In Figs. 6, 7, 8 and 9 we see that this trend holds in higher Order Tree problems; modelling evolvability offers a statistically significant improvement over standard GP, and performs about as well as using samples to calculate evolvability. Using models built 1000 samples of evolvability even performs better than continually sampling evolvability 100 times for each individual.

Fig. 6.
figure 6

Fitness over generation comparing standard GP, using sampled evolvability & modelled evolvability with a modified fitness function for the Order Tree 5 problem.

Fig. 7.
figure 7

Fitness over generation comparing standard GP, using sampled evolvability & modelled evolvability with a modified fitness function for the Order Tree 6 problem.

Fig. 8.
figure 8

Fitness over generation comparing standard GP, using sampled evolvability & modelled evolvability with a modified fitness function for the Order Tree 7 problem.

Fig. 9.
figure 9

Fitness over generation comparing standard GP, using sampled evolvability & modelled evolvability with a modified fitness function for the Order Tree 8 problem.

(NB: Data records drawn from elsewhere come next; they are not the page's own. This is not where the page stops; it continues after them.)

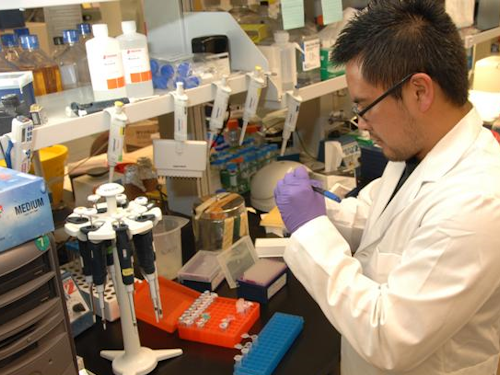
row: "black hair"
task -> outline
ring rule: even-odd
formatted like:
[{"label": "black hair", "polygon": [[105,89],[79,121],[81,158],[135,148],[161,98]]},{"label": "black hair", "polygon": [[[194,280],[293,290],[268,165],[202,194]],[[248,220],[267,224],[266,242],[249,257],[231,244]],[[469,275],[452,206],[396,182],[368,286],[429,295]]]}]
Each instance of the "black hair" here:
[{"label": "black hair", "polygon": [[[469,81],[463,41],[444,1],[372,0],[342,30],[336,65],[357,61],[363,78],[389,88],[411,73],[426,73],[457,106],[467,102]],[[401,89],[393,94],[401,99]]]}]

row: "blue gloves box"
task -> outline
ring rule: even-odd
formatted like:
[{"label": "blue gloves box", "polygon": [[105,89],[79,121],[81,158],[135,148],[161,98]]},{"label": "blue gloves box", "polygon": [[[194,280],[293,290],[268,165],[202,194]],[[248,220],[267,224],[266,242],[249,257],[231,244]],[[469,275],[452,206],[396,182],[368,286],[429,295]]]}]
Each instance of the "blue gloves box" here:
[{"label": "blue gloves box", "polygon": [[43,178],[0,167],[0,252],[53,230]]}]

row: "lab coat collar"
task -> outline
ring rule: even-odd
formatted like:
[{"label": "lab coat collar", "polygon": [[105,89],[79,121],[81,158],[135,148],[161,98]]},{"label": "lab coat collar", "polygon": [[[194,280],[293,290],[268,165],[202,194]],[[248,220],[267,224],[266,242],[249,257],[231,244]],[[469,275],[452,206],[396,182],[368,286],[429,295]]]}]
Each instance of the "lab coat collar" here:
[{"label": "lab coat collar", "polygon": [[482,120],[472,108],[426,155],[415,168],[391,202],[387,203],[396,188],[404,162],[389,162],[384,171],[380,195],[375,200],[373,211],[365,227],[357,253],[363,251],[385,233],[393,218],[415,199],[421,186],[437,181],[459,161],[476,140],[481,131]]}]

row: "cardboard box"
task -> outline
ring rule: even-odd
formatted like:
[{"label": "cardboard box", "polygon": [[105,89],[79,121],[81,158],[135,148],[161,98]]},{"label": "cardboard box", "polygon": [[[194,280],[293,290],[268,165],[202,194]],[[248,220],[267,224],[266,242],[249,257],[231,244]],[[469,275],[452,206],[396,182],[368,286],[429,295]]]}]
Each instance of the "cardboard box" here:
[{"label": "cardboard box", "polygon": [[153,144],[151,136],[160,131],[158,121],[145,120],[127,125],[125,128],[125,146],[127,152]]},{"label": "cardboard box", "polygon": [[53,230],[44,180],[0,167],[0,252]]}]

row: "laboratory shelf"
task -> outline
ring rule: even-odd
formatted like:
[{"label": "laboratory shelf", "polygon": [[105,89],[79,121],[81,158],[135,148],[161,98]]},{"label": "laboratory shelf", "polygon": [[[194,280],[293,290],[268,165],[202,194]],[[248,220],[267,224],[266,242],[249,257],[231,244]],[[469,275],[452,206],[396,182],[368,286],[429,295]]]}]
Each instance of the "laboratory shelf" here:
[{"label": "laboratory shelf", "polygon": [[320,96],[345,89],[346,87],[347,82],[345,79],[345,75],[342,75],[329,79],[327,81],[313,83],[312,85],[302,87],[299,89],[299,95],[302,97],[302,100],[306,102],[308,100],[316,99]]},{"label": "laboratory shelf", "polygon": [[[247,89],[247,78],[243,73],[234,74],[228,79],[233,94],[244,92]],[[186,90],[189,96],[189,105],[195,106],[214,100],[215,85],[207,84]],[[156,117],[174,111],[174,99],[166,91],[156,91],[158,96],[125,105],[125,113],[131,123]],[[109,124],[103,112],[84,117],[68,117],[66,107],[71,102],[88,103],[91,101],[90,87],[73,89],[61,93],[44,95],[37,98],[37,102],[47,111],[47,124],[34,129],[34,149],[64,143],[74,139],[100,133],[109,129]]]},{"label": "laboratory shelf", "polygon": [[[248,81],[249,78],[246,77],[246,74],[236,73],[229,77],[228,84],[233,90],[232,93],[238,94],[246,91]],[[345,87],[347,87],[345,76],[340,76],[303,87],[299,89],[299,94],[304,101],[308,101]],[[186,90],[190,106],[214,100],[215,92],[216,87],[213,84]],[[158,96],[125,105],[125,113],[131,123],[174,111],[172,95],[166,91],[155,91],[155,94]],[[66,107],[71,102],[88,103],[92,101],[92,90],[90,87],[44,95],[38,97],[37,101],[46,110],[49,121],[47,124],[34,129],[35,150],[83,138],[109,129],[107,115],[103,112],[84,117],[68,117],[66,115]]]},{"label": "laboratory shelf", "polygon": [[[117,0],[99,0],[100,3]],[[2,0],[0,10],[19,8],[42,8],[54,5],[71,5],[87,3],[85,0]]]},{"label": "laboratory shelf", "polygon": [[465,48],[471,48],[476,44],[486,42],[498,36],[500,36],[500,27],[495,27],[494,29],[482,31],[477,34],[465,35],[463,37],[464,45]]}]

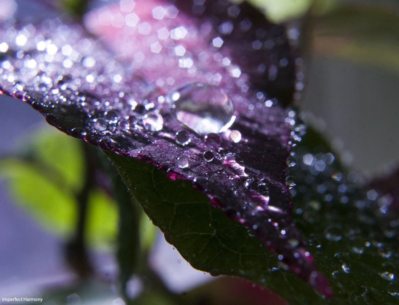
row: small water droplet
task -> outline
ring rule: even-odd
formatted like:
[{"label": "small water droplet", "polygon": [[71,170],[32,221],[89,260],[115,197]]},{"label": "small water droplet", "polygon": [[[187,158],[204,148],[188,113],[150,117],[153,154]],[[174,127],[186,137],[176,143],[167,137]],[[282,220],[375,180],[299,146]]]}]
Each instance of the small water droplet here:
[{"label": "small water droplet", "polygon": [[100,140],[98,146],[103,150],[111,150],[114,148],[115,143],[111,139],[104,138]]},{"label": "small water droplet", "polygon": [[384,279],[387,281],[392,281],[395,279],[395,275],[393,273],[386,271],[379,274],[380,276]]},{"label": "small water droplet", "polygon": [[237,153],[229,153],[223,157],[222,164],[225,171],[231,175],[236,176],[246,177],[244,172],[244,161]]},{"label": "small water droplet", "polygon": [[289,167],[293,167],[296,165],[296,161],[295,158],[292,156],[290,156],[287,158],[287,166]]},{"label": "small water droplet", "polygon": [[199,134],[221,132],[235,119],[226,94],[206,84],[189,84],[169,94],[167,100],[178,120]]},{"label": "small water droplet", "polygon": [[229,137],[235,143],[238,143],[241,141],[241,133],[238,130],[232,130]]},{"label": "small water droplet", "polygon": [[295,177],[293,176],[288,176],[285,178],[285,184],[289,188],[292,189],[296,185]]},{"label": "small water droplet", "polygon": [[207,162],[211,162],[215,157],[213,155],[213,153],[210,150],[207,150],[203,152],[203,153],[202,154],[202,157]]},{"label": "small water droplet", "polygon": [[118,124],[121,128],[124,130],[128,130],[130,129],[130,124],[126,120],[120,120]]},{"label": "small water droplet", "polygon": [[102,132],[107,129],[107,121],[102,118],[95,119],[93,122],[94,123],[94,128],[99,131]]},{"label": "small water droplet", "polygon": [[342,264],[341,267],[342,268],[342,270],[344,270],[344,272],[346,273],[349,274],[350,273],[350,268],[346,264]]},{"label": "small water droplet", "polygon": [[158,131],[163,127],[164,119],[162,116],[158,113],[148,112],[144,116],[143,124],[147,130]]},{"label": "small water droplet", "polygon": [[264,174],[263,173],[259,173],[259,174],[258,174],[257,177],[258,179],[259,179],[261,181],[262,180],[263,180],[263,179],[264,179],[265,178],[266,178],[266,176],[265,175],[265,174]]},{"label": "small water droplet", "polygon": [[188,166],[188,159],[183,156],[177,158],[177,166],[180,168],[186,168]]},{"label": "small water droplet", "polygon": [[110,124],[115,124],[118,122],[118,116],[113,111],[106,112],[104,115],[104,118]]},{"label": "small water droplet", "polygon": [[190,135],[186,130],[180,130],[176,133],[176,143],[180,145],[187,145],[191,139]]},{"label": "small water droplet", "polygon": [[69,136],[78,139],[83,139],[86,136],[87,133],[83,128],[77,127],[75,128],[73,128],[71,130],[71,131],[68,133]]}]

In conclusion, we have demonstrated the necessary amount of evolvability sampling to generate a sufficiently accurate calculation of evolvability. We have further demonstrated how evolvability may be used to modify the standard fitness function, in order to encourage the selection of evolvable individuals, and how this may generate an overall increase in standard fitness. We have demonstrated how many instances and samples are required to build a sufficiently accurate model of evolvability, in order to predict it to guide selection. Finally, we have shown that modelling evolvability and using it in selection allows for a similar improvement in overall fitness than simply sampling for evolvability. The additional number of evaluations required to sample evolvability to guide selection is prohibitive. The extra computational time required to predict evolvability using an external program is prohibitively computationally expensive, as well. Furthermore, its use is limited in this experiment by gathering training instances a priori. However, the results demonstrate that predicting evolvability from relatively few training instances with a relatively few number of samples still leads to improved fitness. This indicates the viability of modelling evolvability in order to improve genetic programming. In future work, the system will be modified to generate training instances for evolvability periodically while evolution occurs, in order to build and update models for evolvability periodically, so that more performance gains can be achieved. This work lays a foundation for the success of such a system.